A law that would exclude Chinese companies from the US stock market

entreprises chinoises

U.S. If regulators do not review their financial audits, the U.S. President Donald Trump on Friday signed into law legislation that would exclude Chinese companies from the stock market, which could further escalate tensions between the two countries.

The move will affect corporate entities such as Alibaba Group Holdings Limited. And serves Beijing again before Trump resigns in January.

The president, who has long criticized China for unfair trade practices, has imposed billions of dollars in tariffs on imports.
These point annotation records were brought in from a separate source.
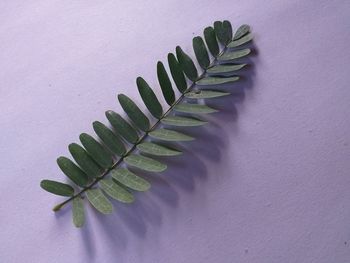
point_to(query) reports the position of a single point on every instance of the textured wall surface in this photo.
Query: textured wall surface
(266, 182)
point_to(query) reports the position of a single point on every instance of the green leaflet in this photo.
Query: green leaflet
(78, 212)
(177, 73)
(129, 179)
(216, 80)
(241, 41)
(241, 31)
(156, 149)
(227, 28)
(72, 171)
(122, 127)
(96, 151)
(223, 69)
(210, 39)
(201, 52)
(165, 84)
(205, 94)
(96, 173)
(194, 108)
(182, 121)
(134, 112)
(109, 138)
(170, 135)
(187, 64)
(145, 163)
(89, 166)
(99, 201)
(149, 98)
(115, 191)
(234, 55)
(57, 188)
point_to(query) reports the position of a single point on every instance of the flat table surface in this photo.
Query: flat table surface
(267, 181)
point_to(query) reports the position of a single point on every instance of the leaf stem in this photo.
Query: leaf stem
(141, 139)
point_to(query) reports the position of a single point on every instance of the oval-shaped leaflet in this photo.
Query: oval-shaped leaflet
(78, 212)
(224, 69)
(89, 166)
(122, 127)
(149, 98)
(241, 31)
(182, 121)
(215, 80)
(241, 41)
(99, 201)
(219, 31)
(165, 84)
(134, 112)
(210, 39)
(72, 171)
(201, 52)
(170, 135)
(177, 73)
(194, 108)
(109, 138)
(205, 94)
(234, 55)
(129, 179)
(96, 151)
(145, 163)
(57, 188)
(227, 27)
(186, 64)
(156, 149)
(115, 191)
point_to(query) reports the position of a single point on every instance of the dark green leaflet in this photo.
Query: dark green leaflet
(96, 151)
(182, 121)
(234, 55)
(227, 28)
(145, 163)
(98, 175)
(215, 80)
(129, 179)
(205, 94)
(122, 127)
(224, 69)
(177, 73)
(57, 188)
(115, 191)
(241, 31)
(201, 52)
(165, 84)
(109, 138)
(241, 41)
(149, 98)
(210, 39)
(99, 201)
(89, 166)
(170, 135)
(72, 171)
(156, 149)
(134, 112)
(78, 212)
(187, 64)
(194, 108)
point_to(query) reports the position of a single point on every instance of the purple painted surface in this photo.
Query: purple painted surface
(266, 182)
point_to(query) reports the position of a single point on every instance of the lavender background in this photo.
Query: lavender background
(267, 181)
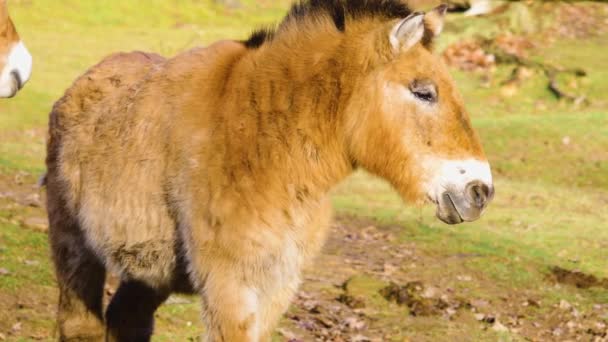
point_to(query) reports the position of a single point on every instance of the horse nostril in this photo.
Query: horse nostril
(17, 79)
(479, 193)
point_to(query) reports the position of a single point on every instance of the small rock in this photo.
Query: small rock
(37, 223)
(479, 316)
(287, 334)
(564, 305)
(464, 278)
(479, 303)
(354, 323)
(499, 327)
(532, 303)
(429, 292)
(360, 338)
(557, 332)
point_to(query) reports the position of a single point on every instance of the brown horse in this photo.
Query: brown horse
(209, 172)
(15, 60)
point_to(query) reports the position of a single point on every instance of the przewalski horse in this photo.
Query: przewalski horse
(15, 60)
(209, 172)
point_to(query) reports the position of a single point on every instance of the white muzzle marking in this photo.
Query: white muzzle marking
(448, 186)
(17, 70)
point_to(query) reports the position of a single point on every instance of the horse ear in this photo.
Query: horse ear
(407, 32)
(433, 24)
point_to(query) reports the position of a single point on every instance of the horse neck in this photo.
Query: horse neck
(294, 99)
(3, 14)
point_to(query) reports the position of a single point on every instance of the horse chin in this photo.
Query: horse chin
(447, 211)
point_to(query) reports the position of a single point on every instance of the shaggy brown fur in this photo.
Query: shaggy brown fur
(209, 172)
(8, 33)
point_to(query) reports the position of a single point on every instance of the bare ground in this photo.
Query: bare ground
(369, 284)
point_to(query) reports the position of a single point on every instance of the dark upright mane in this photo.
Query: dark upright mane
(338, 10)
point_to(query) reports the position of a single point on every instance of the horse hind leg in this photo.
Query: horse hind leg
(130, 314)
(80, 274)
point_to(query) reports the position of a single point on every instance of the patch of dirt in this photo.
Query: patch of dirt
(413, 296)
(577, 278)
(369, 286)
(469, 56)
(581, 22)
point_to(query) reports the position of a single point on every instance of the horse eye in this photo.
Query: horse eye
(424, 91)
(425, 95)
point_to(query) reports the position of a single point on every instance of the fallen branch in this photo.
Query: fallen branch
(550, 71)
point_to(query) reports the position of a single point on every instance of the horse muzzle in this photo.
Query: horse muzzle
(455, 207)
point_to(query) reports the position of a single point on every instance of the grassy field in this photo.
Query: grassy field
(549, 157)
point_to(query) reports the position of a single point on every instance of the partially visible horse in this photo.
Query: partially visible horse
(15, 60)
(210, 172)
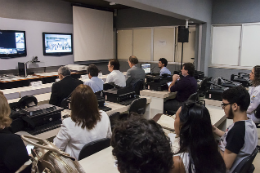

But his rhetoric is sharp as he blames Beijing for the global corona virus outbreak this year – a major issue for Joe Biden as he loses the election

The law won bipartisan support earlier this month after it easily wiped out the U.S. Senate in May. While this applies to any foreign business, supporters of the bill have stated that their goal is to target China.

Chinese companies have for years used US financial markets and dollar-based funds as a key financial component to grow their businesses. Although the move provides for a one-phase implementation period, after three consecutive years of non-compliance, it could cause real damage to Chinese companies that fail to meet audit standards.
Holding foreign companies liability law should establish whether companies are owned or not controlled by a foreign government, and will allow the Board of Public Accounts Oversight Board of America to review their financial audits.

Although the law applies to companies in any country outside the United States, the actions in the bill clearly target Chinese companies such as the Alibaba Group, Bintudovo and Petrosina. The U.S. is an important source of capital for businesses. Companies have a three-year grace period before facing the threat of losing access to the stock markets.
Trump’s signing of the law ended a wave of recent actions against China, including guidelines restricting travel visas for 92 million Communist Party members. Anyone with a 10-year visa will now be reduced to one month.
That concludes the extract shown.